I have couple of XML files that contain lots of duplicate entries, such as these.
using System.Xml.Linq;
XDocument xDoc = XDocument.Parse(xmlString);
xDoc.Root.Elements("annotation")
.SelectMany(s => s.Elements("image")
.GroupBy(g => g.Attribute("location").Value)
.SelectMany(m => m.Skip(1))).Remove();
If your duplicates are always in this form, then you could do this with a bit of XSLT to remove duplicate nodes.

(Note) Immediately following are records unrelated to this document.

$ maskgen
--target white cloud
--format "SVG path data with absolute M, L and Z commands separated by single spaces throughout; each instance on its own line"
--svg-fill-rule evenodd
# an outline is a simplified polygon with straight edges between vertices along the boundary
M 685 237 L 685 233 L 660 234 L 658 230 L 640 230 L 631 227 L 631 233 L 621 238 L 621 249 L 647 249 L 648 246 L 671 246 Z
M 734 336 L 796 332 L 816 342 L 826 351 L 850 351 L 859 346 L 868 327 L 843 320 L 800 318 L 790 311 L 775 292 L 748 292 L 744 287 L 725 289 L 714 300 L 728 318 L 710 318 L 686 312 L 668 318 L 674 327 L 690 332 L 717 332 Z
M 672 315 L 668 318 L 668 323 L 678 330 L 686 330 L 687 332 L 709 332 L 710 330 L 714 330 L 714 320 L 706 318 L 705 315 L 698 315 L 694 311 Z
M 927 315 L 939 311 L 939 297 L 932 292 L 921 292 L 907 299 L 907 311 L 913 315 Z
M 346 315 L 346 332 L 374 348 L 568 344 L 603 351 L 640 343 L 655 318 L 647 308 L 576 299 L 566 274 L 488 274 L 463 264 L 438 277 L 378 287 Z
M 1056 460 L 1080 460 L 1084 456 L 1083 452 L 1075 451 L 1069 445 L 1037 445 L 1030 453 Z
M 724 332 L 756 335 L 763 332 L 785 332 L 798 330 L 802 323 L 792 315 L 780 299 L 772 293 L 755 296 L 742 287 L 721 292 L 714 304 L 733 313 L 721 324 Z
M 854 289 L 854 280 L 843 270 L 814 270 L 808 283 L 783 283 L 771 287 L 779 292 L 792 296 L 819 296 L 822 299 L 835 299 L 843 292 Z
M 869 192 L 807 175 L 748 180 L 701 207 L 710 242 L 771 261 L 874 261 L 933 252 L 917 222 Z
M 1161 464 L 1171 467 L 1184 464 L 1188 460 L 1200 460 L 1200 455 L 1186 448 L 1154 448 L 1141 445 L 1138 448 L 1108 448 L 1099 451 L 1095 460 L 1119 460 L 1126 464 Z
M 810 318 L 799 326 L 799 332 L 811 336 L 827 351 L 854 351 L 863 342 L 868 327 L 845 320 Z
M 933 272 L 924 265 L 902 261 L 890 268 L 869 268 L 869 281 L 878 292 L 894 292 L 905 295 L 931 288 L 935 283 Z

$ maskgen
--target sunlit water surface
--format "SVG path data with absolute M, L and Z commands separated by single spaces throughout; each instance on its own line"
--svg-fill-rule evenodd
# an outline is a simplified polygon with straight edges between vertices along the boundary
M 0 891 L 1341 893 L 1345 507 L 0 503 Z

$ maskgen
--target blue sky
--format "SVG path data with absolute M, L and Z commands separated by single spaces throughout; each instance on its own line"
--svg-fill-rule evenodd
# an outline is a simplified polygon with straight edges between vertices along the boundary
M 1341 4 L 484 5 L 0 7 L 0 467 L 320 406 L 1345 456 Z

The XSLT for this is:
<xsl:stylesheet version="1.0" xmlns:xsl="http://www.w3.org/1999/XSL/Transform">
<xsl:template match="node()|@*">
<xsl:copy>
<xsl:apply-templates select="node()|@*"/>
</xsl:copy>
</xsl:template>
<xsl:template match="image[@location = preceding-sibling::image/@location]"/>
</xsl:stylesheet>
If it's something that can happen frequently, then it might be worth having that stylesheet loaded into a XslCompiledTransform
instance.
Or you can simply get a list of all duplicate nodes using this XPath:
/annotations/annotation/image[@location = preceding-sibling::image/@location]
and remove them from their parent.
There's a couple of things that you could do here. As well as the other answers so far, you can note that Distinct() has an overload that takes an IEqualityComparer. You could use something like this ProjectionEqualityComparer to do something like this:
var images = xdoc.Descendants("image")
.Distinct(ProjectionEqualityComparer<XElement>.Create(xe => xe.Attributes("location").First().Value))
... which would give you all of the unique "image" elements that have unique location attributes.